The oral cavity is a highly complex anatomical region, emerging from various branchial arches that are associated with an aggregation of mesenchyme, ectoderm and endoderm (49–51); however, to what extent tumor localization has an effect on tumor biology and prognosis remains to be demonstrated. The present results reveal that differences appear to exist between SCCs on the floor of the mouth and SCCs of other anatomical subsites within the oral cavity, as observed by previous studies (5,21,52,53). In the present study, SCCs of the floor of the mouth had an increased expressed of CK8/18 and 19. The number of tumors investigated in the present study was too small to allow for a definite conclusion; however the present results reveal that complex interactions appear to exist between the expression of CKs and other major cellular proteins, as well as tumor grade and anatomical sublocalization of SCCs of the oral cavity.

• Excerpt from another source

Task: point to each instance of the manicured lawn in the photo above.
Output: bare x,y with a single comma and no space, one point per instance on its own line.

In summary, the present study analyzed low- and high-molecular weight CK expression in association with the expression of various other major cellular proteins using a sophisticated biomathematical algorithm in a series of 193 SCCs of the oral cavity. The present study provided evidence of the existence of two pathogenetic pathways characterized by the expression of low- and high-molecular weight CKs in oral SCC. These results provide evidence for additional investigation concerning the pathways identified and provide improved understanding of oral tumor biology.